Yesterday was the reason people live in South Florida. The skies were a cloudless blue. Humidity was low and the temperature never got above a pleasant 80*. It was perfect. It’s January and this is our winter.
My freshman English teacher assigned us to write how we envisioned the world. I don’t remember the words I wrote only her comments written in red on the top of my paper. I wrote my vision of a perfect world and she wrote “how boring” that would be.
She didn’t know my parents had divorced earlier that year and that my dad took my younger brother and moved to another state. She didn’t know mom and I also moved and were living far from family. She didn’t know my perfect world had been turned upside down.
How could there be a problem with perfect? If it were boring it wouldn’t be perfect.
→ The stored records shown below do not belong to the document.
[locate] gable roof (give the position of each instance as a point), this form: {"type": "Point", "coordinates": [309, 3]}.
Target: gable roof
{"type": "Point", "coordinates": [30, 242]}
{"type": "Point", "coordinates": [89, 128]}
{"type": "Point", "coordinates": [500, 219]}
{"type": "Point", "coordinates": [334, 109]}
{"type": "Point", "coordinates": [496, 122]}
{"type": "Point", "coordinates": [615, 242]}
How did my teacher not get that?
In the years since I’ve learned a lot about perfection and perspective. I know that most of our days are average and ordinary. They are doing the mundane things that must be done. We’re buying groceries and preparing meals. We’re doing laundry and washing dishes, sitting in meetings and standing in lines. We’re fighting traffic in our daily commute while trying to remember everything on our to-do list for the day.
If we’re honest, on the days nothing breaks down they are perfect. And perhaps, some would say, boring.
So what is perfect? Is it blue skies and 80* in winter?
If I could, I’d live somewhere else July – September. The humidity is stifling and temperatures rarely get below 77. Heat + humidity = feels like in the 90’s. Every day, month after muggy month.
But we stay because we love palm trees and the close proximity to the ocean. We know the promise of winter. The same reasons some stay through snowy winters. They know the promise of summer.
Perfect is personal. That’s what my teacher didn’t understand.
When my parents divorced I still went to school, mom and I still went to church. We did all the same things but it wasn’t the same. What was ordinary before now looked perfect. Obviously it wasn’t for my parents but it was for my 13 year old self.
It would seem the route to perfection is through hard times. Through times that aren’t comfortable. The prettiest roses I’ve seen grow in climates with cold, snowy winters.
The weather is simply an analogy for how it is in life. It helps me see that a day of doing all the things can be perfect, if not spectacular.